Samuel S. Snow, a Millerite preacher, adopted this Karaite or “biblical” reckoning while studying Daniel 8:14—”Unto two thousand and three hundred days; then shall the sanctuary be cleansed.” He reasoned that the cleansing of the sanctuary typified the Day of Atonement and sought to determine its precise date in 1844. In August 1844, Snow published a paper titled The True Midnight Cry, in which he concluded—based on the Karaite calendar—that the tenth day of the seventh month in that year would fall on Tuesday, October 22, 1844. Importantly, this was not an after-the-fact invention; Snow’s calculation was publicly preached and printed weeks before the date arrived.

Snow’s reasoning was straightforward: the 2,300 prophetic years began with the decree to restore Jerusalem in 457 BC and would therefore end in AD 1844. The “cleansing of the sanctuary,” he argued, pointed to the antitypical Day of Atonement. According to the Karaite calendar, the tenth day of the seventh month in 1844 occurred on October 22, making it the day of prophetic fulfillment. This “seventh-month message” or “midnight cry” spread rapidly through Millerite gatherings and camp meetings, leading thousands to expect Christ’s return on that exact day. When the event did not occur, it became known as the Great Disappointment. Yet those who later formed the Seventh-day Adventist Church retained the conviction that the date itself was correct, understanding instead that the event took place in heaven—Christ beginning His final work of intercession rather than returning to earth.

When critics ask whether Jews in general observed the Day of Atonement on October 22, 1844, the honest answer is no. Mainstream Rabbinic Judaism observed Yom Kippur beginning at sundown September 22 and continuing through September 23. But the Adventist position is not based on the Rabbinic calendar—it rests on the Karaite or biblical method of reckoning time, which that year placed the tenth day of the seventh month on October 22. Contemporary evidence, including Snow’s True Midnight Cry and other Millerite publications, proves that this calculation was known, published, and accepted before the date occurred.

Thus, the question of “authority” depends on what one means by the term. If by “authoritative” we mean the calendar in general Jewish use, then September 23, 1844, was the Day of Atonement that year. But if by “authoritative” we mean the system adopted by those who sought to follow the ancient biblical model preserved among the Karaites—the method used by the Millerite preachers—then October 22, 1844, stands as the correct date. The authority behind October 22 rests not on later reinterpretation but on the contemporaneous reasoning of Samuel S. Snow, printed August 22, 1844, and based on a demonstrable calendar tradition distinct from Rabbinic computation.

In summary:

  1. The Day of Atonement occurs on the tenth day of the seventh month (Leviticus 23:27).
  2. The Rabbinic calendar placed that day in 1844 on September 23.
  3. The Karaite observational calendar, using visible moons and barley readiness, placed it on October 22, 1844.
  4. Samuel S. Snow, in The True Midnight Cry, publicly identified October 22 as the true Day of Atonement and the close of the 2,300-year prophecy.
  5. The Advent believers accepted this conclusion, later affirming that Christ’s antitypical atonement began that day.

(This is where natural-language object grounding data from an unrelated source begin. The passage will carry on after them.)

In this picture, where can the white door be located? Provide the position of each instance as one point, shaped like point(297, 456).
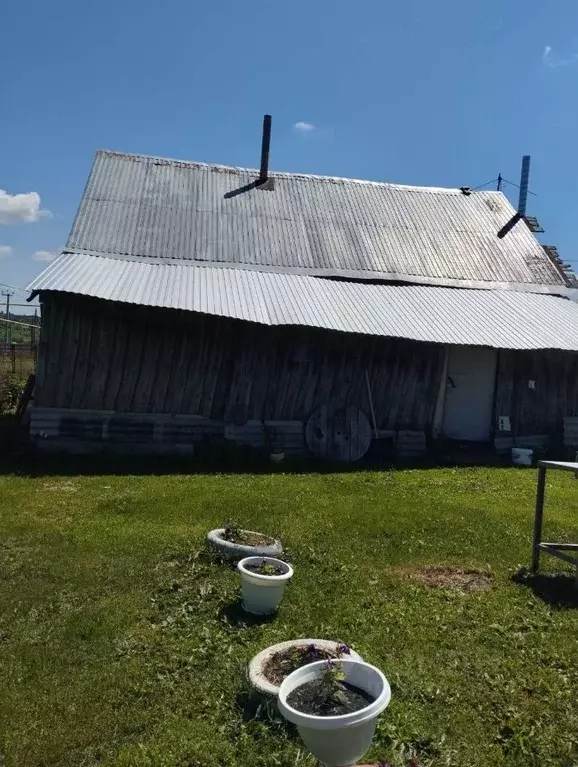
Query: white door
point(469, 393)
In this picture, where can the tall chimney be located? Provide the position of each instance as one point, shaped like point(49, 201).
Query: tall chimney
point(524, 179)
point(264, 172)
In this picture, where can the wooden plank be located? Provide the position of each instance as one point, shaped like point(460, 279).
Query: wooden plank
point(178, 374)
point(84, 365)
point(117, 364)
point(104, 336)
point(131, 368)
point(43, 347)
point(59, 317)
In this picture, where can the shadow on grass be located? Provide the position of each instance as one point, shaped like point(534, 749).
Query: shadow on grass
point(559, 590)
point(234, 615)
point(253, 705)
point(31, 463)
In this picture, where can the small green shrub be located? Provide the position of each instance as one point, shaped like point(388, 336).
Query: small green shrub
point(11, 388)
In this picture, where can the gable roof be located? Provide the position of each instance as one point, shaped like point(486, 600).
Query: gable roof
point(151, 208)
point(496, 318)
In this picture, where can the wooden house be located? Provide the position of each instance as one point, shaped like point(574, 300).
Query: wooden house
point(200, 306)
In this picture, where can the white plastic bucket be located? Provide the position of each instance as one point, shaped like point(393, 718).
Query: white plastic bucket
point(338, 741)
point(262, 593)
point(522, 456)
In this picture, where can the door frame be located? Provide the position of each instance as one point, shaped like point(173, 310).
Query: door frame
point(439, 411)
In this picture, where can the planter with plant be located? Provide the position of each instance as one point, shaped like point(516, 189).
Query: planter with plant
point(335, 705)
point(263, 581)
point(232, 542)
point(271, 666)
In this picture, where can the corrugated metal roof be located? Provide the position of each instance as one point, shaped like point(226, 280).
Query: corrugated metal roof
point(500, 319)
point(151, 207)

In the end, the claim that the Day of Atonement in 1844 fell on October 22 is not a post-hoc invention but a reasoned conclusion grounded in the Karaite or “biblical” calendar method. While mainstream Judaism observed Yom Kippur in September 1844, the Karaite system used by the Millerite Adventists identified October 22 as the true tenth day of the seventh month. On that date—according to their understanding—the heavenly work foretold in Daniel 8:14 began: “Then shall the sanctuary be cleansed.”